In his six months as Homeland Security secretary, John F. Kelly often described the White House as one of the most dysfunctional organizations he had ever seen, complained to colleagues and allies about its meddling, incompetence and recklessness, and was once so angry he briefly considered quitting.

Yet after months of entreaties from the man who created and fostered all that dysfunction Kelly despised, he finally accepted a position that will most certainly test his integrity, his leadership skills and his depth of commitment to country. He can count on that because Donald Trump manages to bring everything he touches down to the depths of his low-level vibration—he is currently destroying U.S. standing in the world at record pace. Still, Kelly is reportedly giving it his Marine best.

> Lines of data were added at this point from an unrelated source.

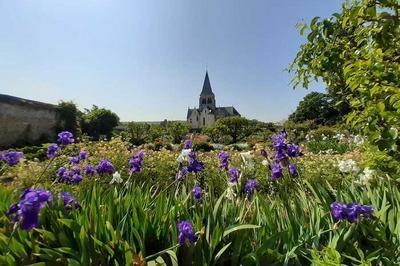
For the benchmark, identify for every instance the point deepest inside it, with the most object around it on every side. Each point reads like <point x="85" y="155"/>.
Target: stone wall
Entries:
<point x="25" y="122"/>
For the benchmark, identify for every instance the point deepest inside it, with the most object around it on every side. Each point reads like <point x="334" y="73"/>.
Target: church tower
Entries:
<point x="207" y="97"/>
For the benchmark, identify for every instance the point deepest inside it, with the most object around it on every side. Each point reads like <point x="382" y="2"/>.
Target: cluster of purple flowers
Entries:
<point x="83" y="155"/>
<point x="12" y="157"/>
<point x="51" y="150"/>
<point x="233" y="175"/>
<point x="187" y="144"/>
<point x="72" y="176"/>
<point x="186" y="233"/>
<point x="250" y="187"/>
<point x="105" y="167"/>
<point x="65" y="138"/>
<point x="90" y="170"/>
<point x="135" y="164"/>
<point x="223" y="160"/>
<point x="283" y="152"/>
<point x="181" y="174"/>
<point x="197" y="192"/>
<point x="28" y="208"/>
<point x="194" y="165"/>
<point x="350" y="212"/>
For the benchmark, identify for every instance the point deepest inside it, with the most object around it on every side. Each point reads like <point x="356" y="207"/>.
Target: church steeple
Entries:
<point x="207" y="97"/>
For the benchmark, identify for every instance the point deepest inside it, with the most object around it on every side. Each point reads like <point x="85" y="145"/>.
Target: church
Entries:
<point x="208" y="112"/>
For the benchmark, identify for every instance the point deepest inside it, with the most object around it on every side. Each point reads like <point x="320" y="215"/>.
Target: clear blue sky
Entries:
<point x="146" y="59"/>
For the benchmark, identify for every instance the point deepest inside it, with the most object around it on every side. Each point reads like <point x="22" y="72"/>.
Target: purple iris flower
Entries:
<point x="135" y="164"/>
<point x="223" y="160"/>
<point x="276" y="172"/>
<point x="27" y="209"/>
<point x="197" y="192"/>
<point x="188" y="144"/>
<point x="181" y="175"/>
<point x="73" y="160"/>
<point x="105" y="167"/>
<point x="264" y="153"/>
<point x="89" y="170"/>
<point x="51" y="150"/>
<point x="65" y="138"/>
<point x="293" y="150"/>
<point x="194" y="166"/>
<point x="233" y="175"/>
<point x="250" y="186"/>
<point x="69" y="201"/>
<point x="350" y="212"/>
<point x="186" y="233"/>
<point x="12" y="157"/>
<point x="293" y="169"/>
<point x="83" y="155"/>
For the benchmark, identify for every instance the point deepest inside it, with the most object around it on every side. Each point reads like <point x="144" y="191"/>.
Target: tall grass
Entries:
<point x="137" y="224"/>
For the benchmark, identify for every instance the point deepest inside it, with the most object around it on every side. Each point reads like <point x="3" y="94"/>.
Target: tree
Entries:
<point x="316" y="106"/>
<point x="234" y="126"/>
<point x="69" y="118"/>
<point x="137" y="133"/>
<point x="357" y="54"/>
<point x="99" y="122"/>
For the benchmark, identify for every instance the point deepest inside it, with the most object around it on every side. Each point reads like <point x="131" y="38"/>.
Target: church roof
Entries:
<point x="226" y="111"/>
<point x="206" y="86"/>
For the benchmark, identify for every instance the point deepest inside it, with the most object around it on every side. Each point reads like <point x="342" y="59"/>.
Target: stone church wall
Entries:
<point x="25" y="122"/>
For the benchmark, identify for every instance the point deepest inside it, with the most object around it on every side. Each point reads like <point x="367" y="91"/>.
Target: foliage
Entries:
<point x="137" y="133"/>
<point x="316" y="106"/>
<point x="357" y="54"/>
<point x="177" y="131"/>
<point x="285" y="222"/>
<point x="69" y="118"/>
<point x="330" y="145"/>
<point x="99" y="122"/>
<point x="298" y="131"/>
<point x="235" y="127"/>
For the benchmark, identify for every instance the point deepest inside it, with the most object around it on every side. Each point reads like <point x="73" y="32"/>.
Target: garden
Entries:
<point x="322" y="188"/>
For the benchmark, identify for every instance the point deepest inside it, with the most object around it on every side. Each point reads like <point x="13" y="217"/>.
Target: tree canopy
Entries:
<point x="99" y="122"/>
<point x="316" y="106"/>
<point x="356" y="53"/>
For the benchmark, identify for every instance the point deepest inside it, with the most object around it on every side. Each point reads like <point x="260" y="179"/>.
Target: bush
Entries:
<point x="202" y="146"/>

Mr. Kelly cuts off rambling advisers midsentence. He listens in on conversations between cabinet secretaries and the president. He has booted lingering staff members out of high-level meetings, and ordered the doors of the Oval Office closed to discourage strays. He fired Anthony Scaramucci, the bombastic New Yorker who was briefly the communications director, and has demanded that even Mr. Trump’s family, including his daughter Ivanka Trump and son-in-law, Jared Kushner, check with him if they want face time with the president.

On Wednesday, his third day on the job, he delivered a message about respecting chains of command, backing the decision of Lt. Gen. H. R. McMaster, the national security adviser, to dismiss Ezra Cohen-Watnick, a Kushner ally and staff member on the National Security Council. It was a move Mr. Kushner and Stephen K. Bannon, the president’s chief strategist, had long opposed, according to two administration officials.

The internal tension here is obvious, and everyone in Washington is bent on conjecturing about whether buttoned-up Kelly can succeed in containing meltdown Trump.

But the whole bargain has sort of a no-win proposition to it. The nation needs someone to babysit Trump, who clearly presents a danger to our national security. Who knows when some errant Trump tweet might launch a war?

On the other hand, Kelly’s relative success also poses a threat to the very foundations of our democracy. What does it mean to have a former general, with all his military instincts and connections, exercising such hyper-vigilant control within the White House? And if Kelly does manage to improve efficiencies in the West Wing which would presumably spread throughout the administration, he will be helping to give expression to Trump’s most regrettable policies, such as unleashing law enforcement officials to target immigrants and people of color with impunity.

The one saving grace of Trump’s White House has been the baffling level of incompetence that spills forth from it on a daily, near hourly basis. Kelly’s success would breathe new life into a monster that has been at least partially hobbled by the failings of its creator. But his failure leaves our nation and the world at grave risk.